Monitoring with Prometheus
In a monolithic world, you could just SSH into a server and run top.
In Kubernetes, with 500 pods appearing and disappearing dynamically, this is impossible.
[!IMPORTANT] Prometheus is the standard for Kubernetes monitoring. Unlike traditional systems that wait for agents to Push data, Prometheus Pulls (scrapes) metrics from your applications.
1. The Architecture: Pull vs. Push
Traditional Push Model (e.g., Datadog, NewRelic)
- Agent: Runs on the host or inside the app.
- Action: Sends data to a central server.
- Pros: Good for short-lived jobs, easy to setup behind firewalls.
- Cons: The agent can overwhelm the server (DDoS yourself).
Prometheus Pull Model
- Application: Exposes an HTTP endpoint (usually
/metrics). - Prometheus: Scrapes this endpoint every interval (e.g., 15s).
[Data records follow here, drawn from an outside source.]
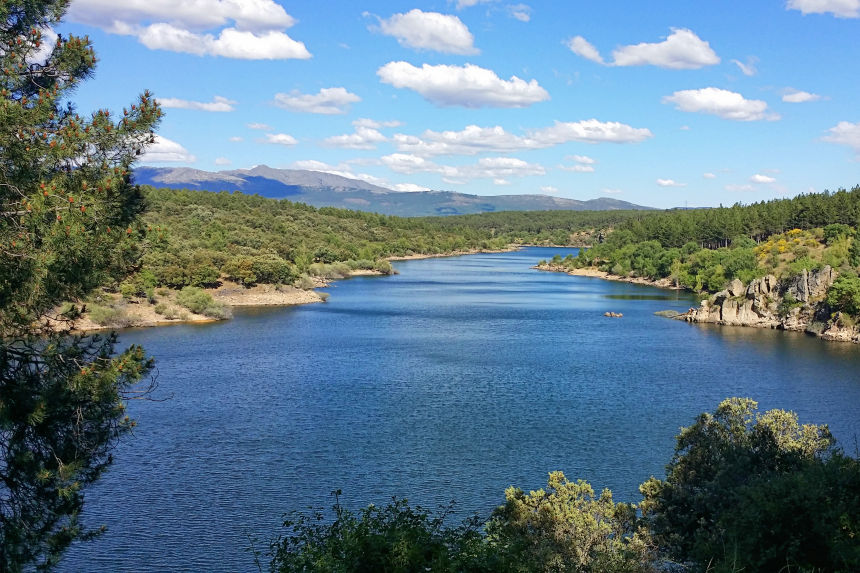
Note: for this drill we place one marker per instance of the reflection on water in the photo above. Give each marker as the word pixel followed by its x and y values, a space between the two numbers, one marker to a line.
pixel 453 380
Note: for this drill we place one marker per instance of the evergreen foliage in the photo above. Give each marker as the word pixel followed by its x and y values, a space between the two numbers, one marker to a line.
pixel 744 492
pixel 67 224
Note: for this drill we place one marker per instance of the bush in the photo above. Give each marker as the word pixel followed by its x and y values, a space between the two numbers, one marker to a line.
pixel 383 266
pixel 109 316
pixel 719 462
pixel 199 301
pixel 304 282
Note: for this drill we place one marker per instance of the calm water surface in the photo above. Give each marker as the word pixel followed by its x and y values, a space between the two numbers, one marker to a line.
pixel 453 380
- Pros: Prometheus controls the load. If the app is down, the scrape fails (built-in up/down check).
- Service Discovery: Prometheus queries the Kubernetes API to find new Pods automatically.
2. Dimensional Metrics & PromQL
Prometheus stores data as Time Series. Each series is identified by a metric name and a set of key-value pairs called Labels.
Example: http_requests_total{method="POST", handler="/api/checkout", status="200"}
This allows for powerful querying using PromQL (Prometheus Query Language).
Interactive: PromQL Simulator
Visualize how PromQL functions transform raw counter data into meaningful rates.
Query
3. Instrumentation (Go & Java)
To make your application visible to Prometheus, you must instrument it.
Go (Using promhttp)
package main
import (
"net/http"
"github.com/prometheus/client_golang/prometheus"
"github.com/prometheus/client_golang/prometheus/promhttp"
)
var (
opsProcessed = prometheus.NewCounter(prometheus.CounterOpts{
Name: "myapp_processed_ops_total",
Help: "The total number of processed events",
})
)
func main() {
// Record metrics
opsProcessed.Inc()
http.Handle("/metrics", promhttp.Handler())
http.ListenAndServe(":2112", nil)
}
Java (Using Micrometer)
Micrometer is the “SLF4J for metrics”.
import io.micrometer.core.instrument.Counter;
import io.micrometer.core.instrument.MeterRegistry;
@Service
public class MyService {
private final Counter requestCounter;
public MyService(MeterRegistry registry) {
this.requestCounter = Counter.builder("myapp_requests_total")
.description("Total requests")
.tag("region", "us-east-1")
.register(registry);
}
public void handleRequest() {
requestCounter.increment();
}
}
4. Alerting with AlertManager
Prometheus is not just for graphs; it’s for alerting.
You define rules in YAML:
groups:
- name: example
rules:
- alert: HighErrorRate
expr: rate(http_requests_total{status="500"}[5m]) > 0.5
for: 10m
labels:
severity: page
annotations:
summary: "High error rate detected"
If the expression expr is true for 10m, AlertManager fires an alert to Slack, PagerDuty, or Email.
5. Summary
- Pull Model: Prometheus scrapes
/metricsendpoints. - Time Series: Data is stored as
Metric + Labels + Time + Value. - PromQL: Powerful language to aggregate and analyze metrics (Rate, Sum, Histogram).
- Instrumentation: Use standard libraries (Micrometer, Prometheus Client) to expose metrics.